Crazy Mama

Even though Jonathan Demme was in his still-cranking-exploitation-fare-for-Roger-Corman days, 1975's dysfunctional family crime comedy/drama CRAZY MAMA is a nice primer of the director's strong visual sense, one that would serve him for many years to come.  Fine use of locations.  Deft orchestration of action scenes.  Zippy style throughout.  What is most noticeable about this picture is its energy.  Nearly every frame is crammed with frenetic activity: the expected shootouts and chases, but also some fairly complex physicality by the actors.  Not always just straight slapstick.

The disparate group that comes together in a pursuit from California to Arkansas in the late 1950s all get nice showcases.  The actors' interactions feel completely natural; they were obviously very comfortable with their director, who allows wild, spontaneous behavior to alternate with more reflective moments.  Cloris Leachman, Ann Southern, and Linda Purl play three generations of the Stokes family, each repeating their matriarch's feistiness in all manner of living, especially when it comes to men.  Southern plays the eldest, a firebrand called Sheba who will hold the family name with honor, right to the bitter end.  Cheryl (Purl) is the youngest, tagging along the lovesick father of her unborn baby and a very laid back greaser she meets in Vegas.  Leachman is Melba, the middle aged beauty parlor owner who finds it repossessed, prompting the journey back East to her childhood home, shown in the prologue to have been the scene of her father's death at the hands of the police, who came to collect back payments on the land.  Funny thing, that history.

Stuart Whitman is on hand as Jim Bob, a gambler Melba marries in a quickie Vegas wedding, even though he's got a wife back in Texas.  Fans of Happy Days will enjoy Donn(y) Most as Cheryl's baby daddy, yet more or less playing the same role as he did on the beloved television show.  Fans of Mr. Magoo and Gilligan's Island will be tickled by Jim Backus' brief but memorable turn as the landlord who finds his automobile and dignity stolen at the beginning of the movie.  Both actors have very distinctive personalities and voices.  Demme, in a commentary track shared with Corman, has kind words for them.  Of Southern, he describes the legendary actress and former model as "tough."

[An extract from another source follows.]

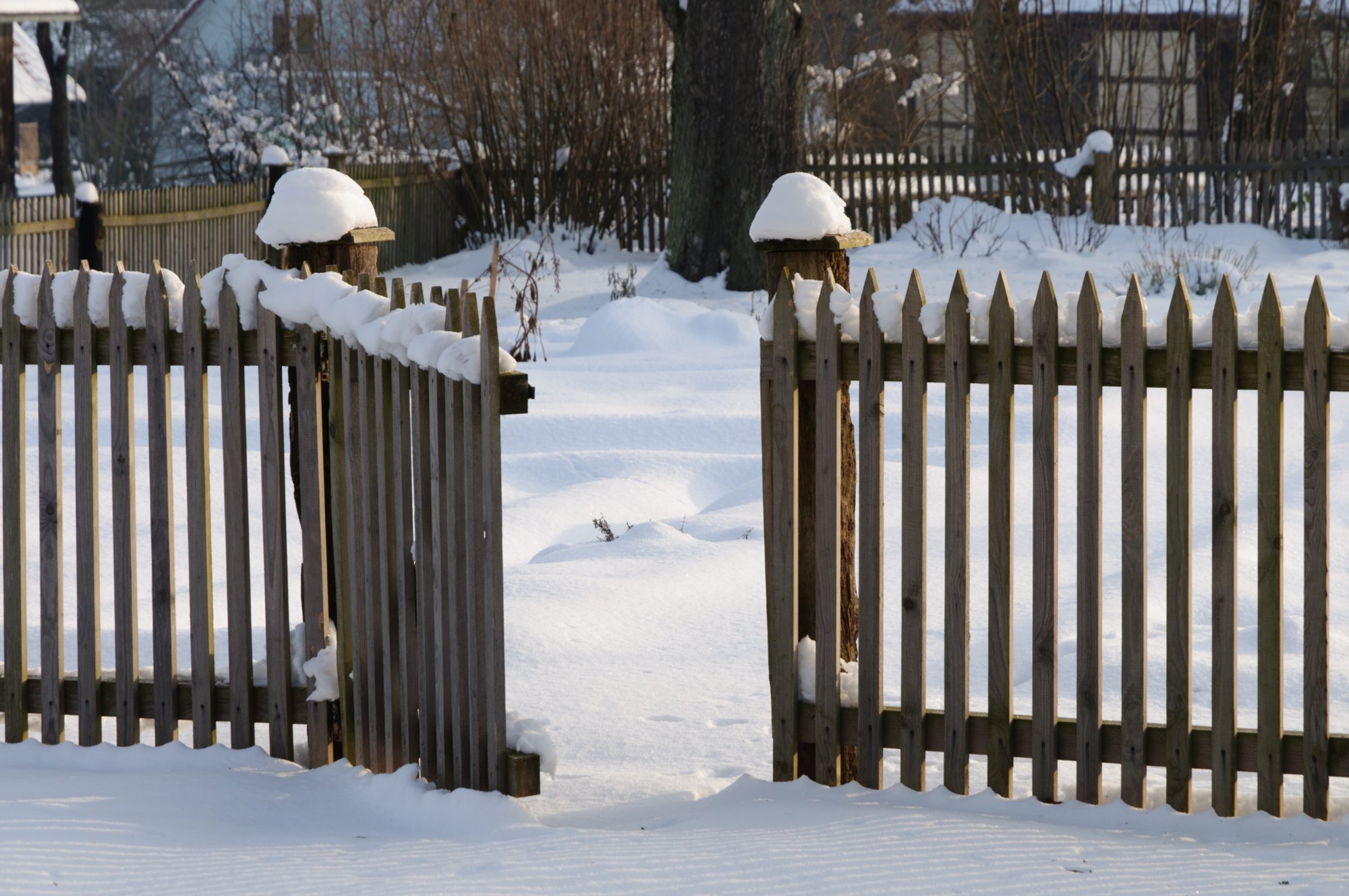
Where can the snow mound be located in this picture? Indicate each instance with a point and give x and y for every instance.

Listening to the director and his old mentor makes this fun movie even moreso, especially as they reveal the little tricks to spice up their PG-rated product, including having Leachman hold a box high enough to push up her ample bosom.  Sorry fans, no nude scenes for her, though there are a few glimpses of Purl in a bathroom. CRAZY MAMA is far less sleazy and lurid than most New World productions, and that's part of its charm.  It's (mostly) good clean fun, with implications of a menage a trois and the more gruesome elements of gunfight bloodletting left to the viewer's imagination.  There's also a surprisingly comprehensive soundtrack of 1950's jukebox ditties:  novelty songs and ballads alike.  And you have to love those Brylcreem signs.

The cast is fine, but for me what makes CRAZY MAMA a true little gem is Demme's punch.  Gentle, nuanced, yet appropriately rowdy.  That he takes time for the characters to pause in a graveyard and earlier, to "shout" their departed into heaven (a wonderful scene) reveals that the director, working from a thoughtful script by Robert Thom, had far more on his mind than T & A.